19th Century Meteorology – Its Impact

We cannot underestimate the impact meteorology had on the inhabitants of Europe, America and Australia.  Before Todd’s contemporaries, the weather was something that happened locally and seasonally.  As a settler, the experience of rain may have stretched as far as a horse ride away, say 100 kilometres.  Beyond that, the news did not travel fast and shared weather shared with the country and inter-colonial citizens were not considered.  Also, the weather was a seasonal event, with rain a winter experience and dry a summer certainty in South Australia.  What happened in another colony was of little practical consequence and only dimly realised.
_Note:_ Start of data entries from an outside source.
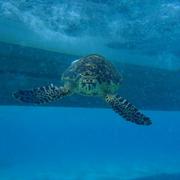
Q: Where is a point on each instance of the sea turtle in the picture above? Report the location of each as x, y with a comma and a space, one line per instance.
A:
91, 75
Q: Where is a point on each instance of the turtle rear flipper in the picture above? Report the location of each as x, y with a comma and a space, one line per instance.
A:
127, 110
41, 95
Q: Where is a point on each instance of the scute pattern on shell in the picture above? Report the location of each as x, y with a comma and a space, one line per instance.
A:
93, 65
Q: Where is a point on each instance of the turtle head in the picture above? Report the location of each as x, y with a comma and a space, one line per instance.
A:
88, 85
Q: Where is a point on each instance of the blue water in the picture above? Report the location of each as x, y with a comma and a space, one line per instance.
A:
56, 143
74, 143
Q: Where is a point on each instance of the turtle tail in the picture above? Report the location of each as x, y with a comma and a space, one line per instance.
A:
128, 111
41, 95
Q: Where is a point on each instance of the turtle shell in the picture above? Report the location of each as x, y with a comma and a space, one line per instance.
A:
95, 66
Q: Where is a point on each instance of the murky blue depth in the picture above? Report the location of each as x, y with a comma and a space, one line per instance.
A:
57, 143
66, 143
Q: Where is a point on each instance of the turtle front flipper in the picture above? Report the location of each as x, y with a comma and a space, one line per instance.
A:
41, 95
127, 110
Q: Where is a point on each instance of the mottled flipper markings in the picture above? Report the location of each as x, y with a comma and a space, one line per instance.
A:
41, 95
127, 110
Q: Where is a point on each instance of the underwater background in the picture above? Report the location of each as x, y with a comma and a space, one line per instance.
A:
81, 138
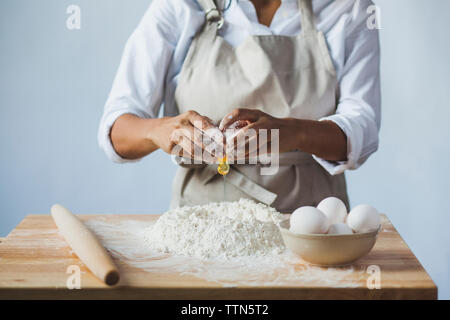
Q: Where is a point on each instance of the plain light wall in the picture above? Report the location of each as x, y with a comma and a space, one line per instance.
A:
54, 82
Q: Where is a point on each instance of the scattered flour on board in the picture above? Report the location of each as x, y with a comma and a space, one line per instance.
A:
218, 230
230, 243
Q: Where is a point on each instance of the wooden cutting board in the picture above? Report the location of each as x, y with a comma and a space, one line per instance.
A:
34, 259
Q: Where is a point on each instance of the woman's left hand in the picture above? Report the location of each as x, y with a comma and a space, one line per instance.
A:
247, 125
324, 139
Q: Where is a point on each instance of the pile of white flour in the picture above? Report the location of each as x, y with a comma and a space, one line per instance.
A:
218, 230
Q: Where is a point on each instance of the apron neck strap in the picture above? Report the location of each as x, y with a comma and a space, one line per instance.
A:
307, 16
212, 12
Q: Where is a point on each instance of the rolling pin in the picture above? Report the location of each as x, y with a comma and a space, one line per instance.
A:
85, 245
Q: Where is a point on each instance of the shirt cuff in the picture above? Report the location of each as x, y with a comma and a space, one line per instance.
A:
104, 138
354, 134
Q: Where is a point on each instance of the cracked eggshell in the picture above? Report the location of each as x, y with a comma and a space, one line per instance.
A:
308, 220
334, 209
363, 218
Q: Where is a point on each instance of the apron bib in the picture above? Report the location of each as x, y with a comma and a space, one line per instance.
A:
280, 75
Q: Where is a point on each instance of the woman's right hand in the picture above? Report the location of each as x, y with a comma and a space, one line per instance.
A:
189, 135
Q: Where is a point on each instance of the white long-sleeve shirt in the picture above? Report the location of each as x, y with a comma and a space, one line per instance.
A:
155, 52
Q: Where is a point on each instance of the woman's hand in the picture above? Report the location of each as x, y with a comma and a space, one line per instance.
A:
322, 138
188, 135
242, 127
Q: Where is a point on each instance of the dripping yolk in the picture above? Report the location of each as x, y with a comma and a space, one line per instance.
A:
223, 167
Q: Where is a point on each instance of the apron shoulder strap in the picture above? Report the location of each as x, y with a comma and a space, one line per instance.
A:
307, 15
211, 10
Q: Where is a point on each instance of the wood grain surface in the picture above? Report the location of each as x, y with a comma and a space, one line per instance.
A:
34, 259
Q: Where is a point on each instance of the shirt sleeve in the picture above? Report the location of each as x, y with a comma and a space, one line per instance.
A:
358, 113
138, 87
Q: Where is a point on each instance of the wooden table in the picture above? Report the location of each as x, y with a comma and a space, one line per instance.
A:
34, 259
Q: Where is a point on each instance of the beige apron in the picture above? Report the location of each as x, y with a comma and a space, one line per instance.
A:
280, 75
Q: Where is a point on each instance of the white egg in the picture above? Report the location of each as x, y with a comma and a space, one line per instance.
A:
363, 218
308, 220
340, 228
334, 209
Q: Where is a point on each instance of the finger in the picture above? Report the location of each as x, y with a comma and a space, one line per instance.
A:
250, 115
207, 127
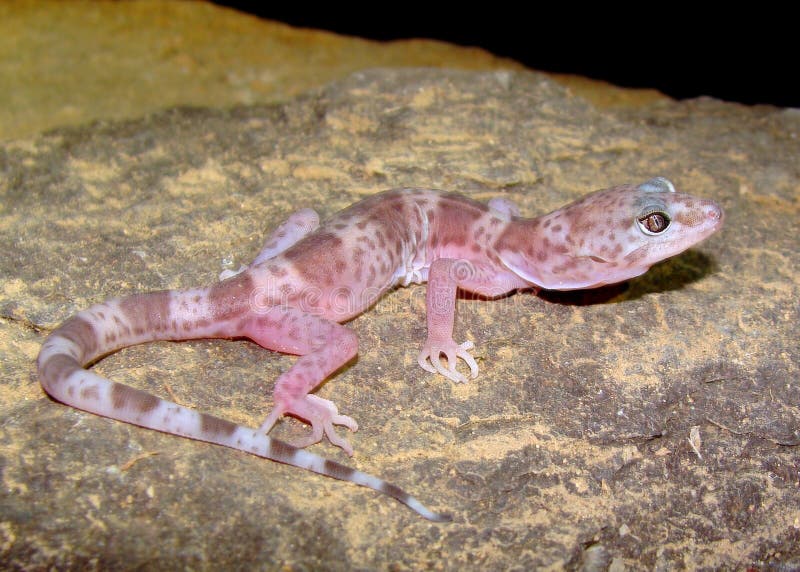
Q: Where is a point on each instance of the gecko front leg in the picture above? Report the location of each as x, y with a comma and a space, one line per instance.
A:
324, 346
444, 277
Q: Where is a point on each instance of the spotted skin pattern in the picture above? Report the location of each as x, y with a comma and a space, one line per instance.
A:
308, 279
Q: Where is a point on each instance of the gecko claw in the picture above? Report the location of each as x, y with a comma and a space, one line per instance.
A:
321, 414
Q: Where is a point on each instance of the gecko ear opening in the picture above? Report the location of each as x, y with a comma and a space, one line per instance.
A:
657, 185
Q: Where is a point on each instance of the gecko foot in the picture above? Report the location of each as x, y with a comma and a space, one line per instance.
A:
429, 359
322, 414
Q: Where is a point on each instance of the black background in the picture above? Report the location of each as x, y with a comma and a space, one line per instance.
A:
684, 51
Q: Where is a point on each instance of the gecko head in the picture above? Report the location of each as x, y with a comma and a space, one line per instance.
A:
616, 234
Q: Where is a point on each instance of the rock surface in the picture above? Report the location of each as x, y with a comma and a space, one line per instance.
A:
653, 424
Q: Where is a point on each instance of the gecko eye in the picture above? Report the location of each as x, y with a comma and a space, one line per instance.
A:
653, 223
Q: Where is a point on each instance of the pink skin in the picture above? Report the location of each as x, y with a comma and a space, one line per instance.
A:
309, 278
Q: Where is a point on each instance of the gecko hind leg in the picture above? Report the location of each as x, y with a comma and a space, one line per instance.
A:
288, 233
323, 346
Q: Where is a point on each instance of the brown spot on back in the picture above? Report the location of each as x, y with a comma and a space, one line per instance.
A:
56, 369
147, 312
281, 451
337, 471
230, 298
82, 332
316, 257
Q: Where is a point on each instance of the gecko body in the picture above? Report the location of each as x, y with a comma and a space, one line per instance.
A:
309, 278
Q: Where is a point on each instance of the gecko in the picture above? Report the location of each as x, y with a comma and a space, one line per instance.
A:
309, 278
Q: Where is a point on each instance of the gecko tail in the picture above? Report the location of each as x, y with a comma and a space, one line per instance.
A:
290, 455
62, 374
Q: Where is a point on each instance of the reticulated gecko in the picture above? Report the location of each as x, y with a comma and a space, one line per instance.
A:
309, 278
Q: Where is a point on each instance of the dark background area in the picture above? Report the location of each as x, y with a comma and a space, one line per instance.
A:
745, 57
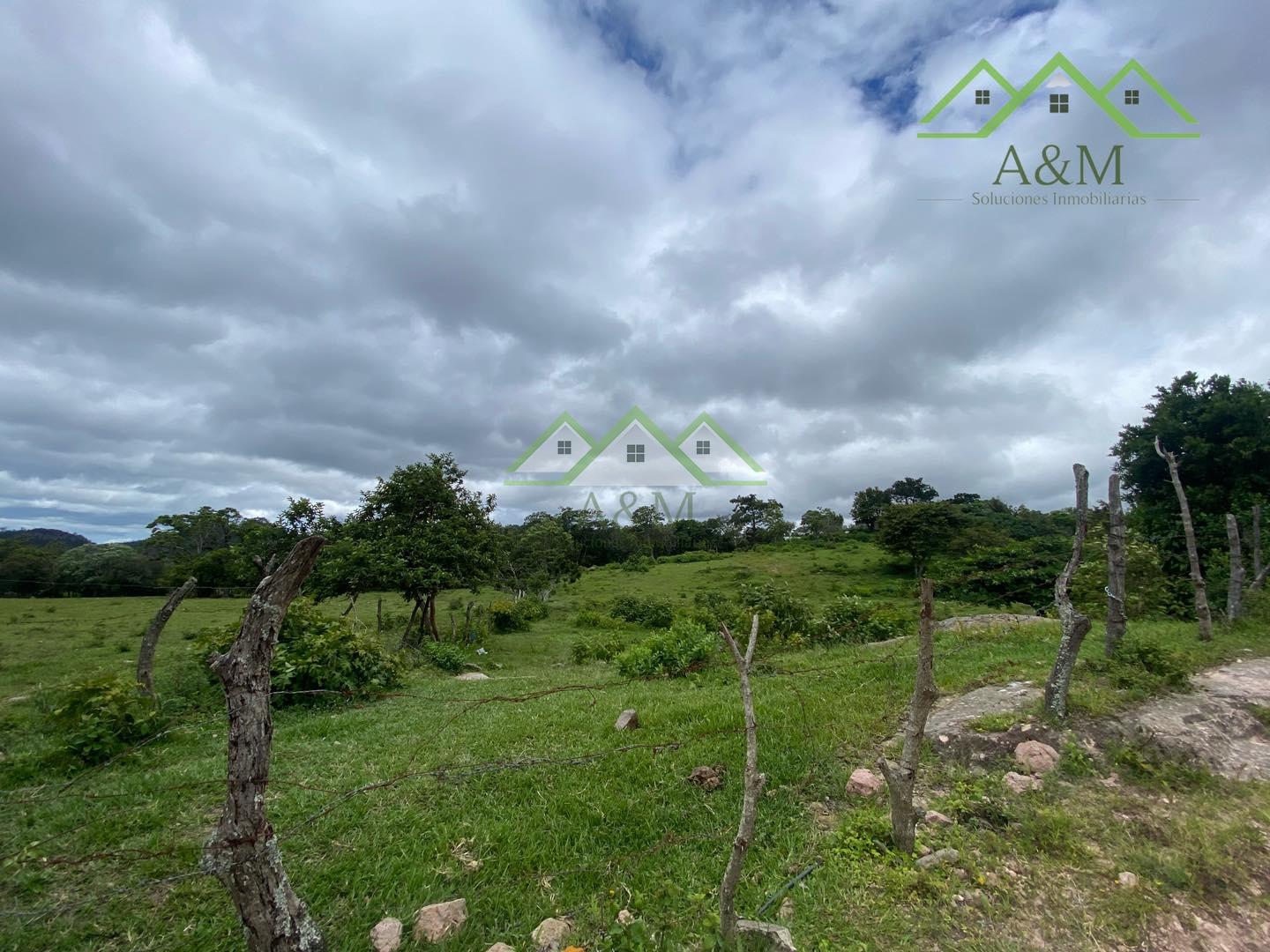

However, this localised world was challenged by the geographic breadth of Todd’s synoptic maps.  They would have been beyond the comprehension of the mid-nineteenth century residents of the seven colonies.  The distance from Perth to Auckland on Todd’s maps is 5335 kilometres, not much less than London to Kabul in Afghanistan, an incomprehensible distance to citizens of Europe and their colonial cousins, a population bound by horse and cart and the occasional train ride.  But the audacity of the distance shown in these maps was amplified as they were overlayed daily by weather data drawn from the time-synchronised observations of dozens of observers made possible by the new telegraph systems.  Both space and time dimensions of the weather systems were revolutionary in mid-Victorian times.  Today, we can see this revolution unfold in the daily weather maps drawn by Todd and his staff from 1878 to 1909. Weather systems affecting Perth on Monday could be in Adelaide by Wednesday and Melbourne the next day.  The rapidity of change and the vast distances covered were laid bare by modern meteorology as Todd’s synoptic charts were posted daily for public consumption. In its own way, these consecutive charts showed how integrated the separate colonies of southern Australia were.